The couple enrolled Ronnie at the Miller School – a prestigious private place today, but – at that time – a home where wayward boys were sent. After two years he returned to Keswick and – again – got into trouble.

“The sheriff’s deputies came and took him to Western State Mental Hospital in Staunton.  He lived there for most of a year and was given electro-shock at least five times,” Bishop says.

Eventually, doctors determined he was not mentally ill or developmentally disabled.  They put him in a training program for barbers, and some years later Mary Bishop found him cutting hair in Roanoke. His story broke her heart.

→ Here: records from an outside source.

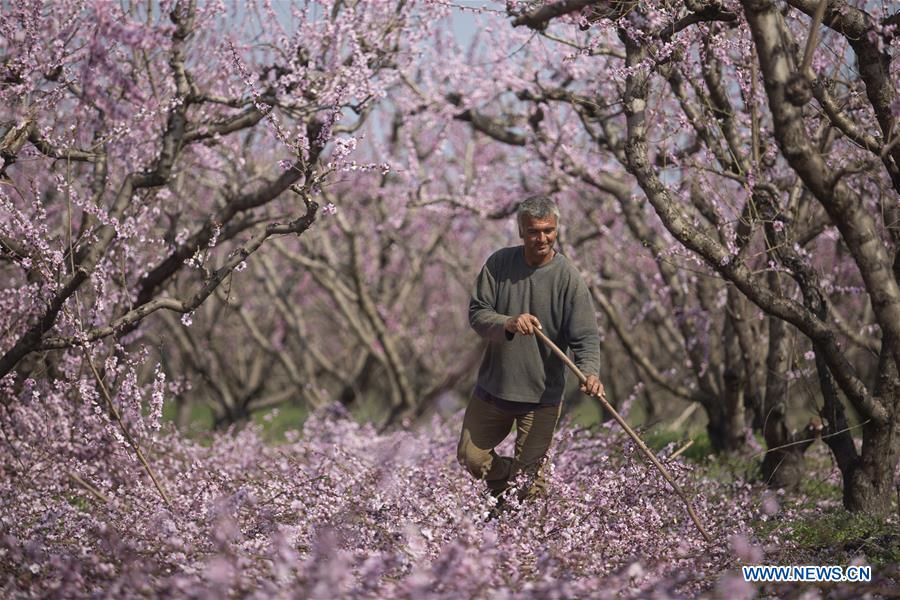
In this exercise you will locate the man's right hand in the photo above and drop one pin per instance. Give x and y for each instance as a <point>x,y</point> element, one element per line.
<point>524,324</point>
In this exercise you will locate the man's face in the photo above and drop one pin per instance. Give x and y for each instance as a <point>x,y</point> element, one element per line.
<point>539,235</point>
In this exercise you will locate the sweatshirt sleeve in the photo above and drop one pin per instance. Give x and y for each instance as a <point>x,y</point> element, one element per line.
<point>581,331</point>
<point>486,321</point>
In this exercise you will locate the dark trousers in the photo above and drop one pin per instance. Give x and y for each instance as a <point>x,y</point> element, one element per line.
<point>485,426</point>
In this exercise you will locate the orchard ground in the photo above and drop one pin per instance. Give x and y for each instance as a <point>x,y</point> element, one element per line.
<point>339,510</point>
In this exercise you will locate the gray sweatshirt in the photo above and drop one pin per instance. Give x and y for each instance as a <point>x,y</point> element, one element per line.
<point>520,368</point>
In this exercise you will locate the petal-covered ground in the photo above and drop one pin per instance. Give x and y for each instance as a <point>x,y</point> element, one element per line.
<point>342,511</point>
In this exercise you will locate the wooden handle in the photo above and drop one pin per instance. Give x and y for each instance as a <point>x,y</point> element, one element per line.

“My mother, who really would do anything in the world for me and sacrificed so much for me, sent me to college --  I was the first person in the family to go to college, was also the mother of this very unhappy boy.”

He was also an unlucky soul afflicted with a rare disease that causes the pituitary gland to continuously secrete human growth hormone.

“His hands and feet and brow, jaw and other parts of his body grew and grew, including his heart, and it just wreaks havoc from one end of a person to the other.”

Before his death, at the age of 55, he would spend weeks in the hospital, and Bishop would spend hours by his bedside, learning about his life. She returns to Keswick on October 30th at 7 to speak at Grace Episcopal Church about her book: Don’t You Ever – My Mother and Her Secret Son.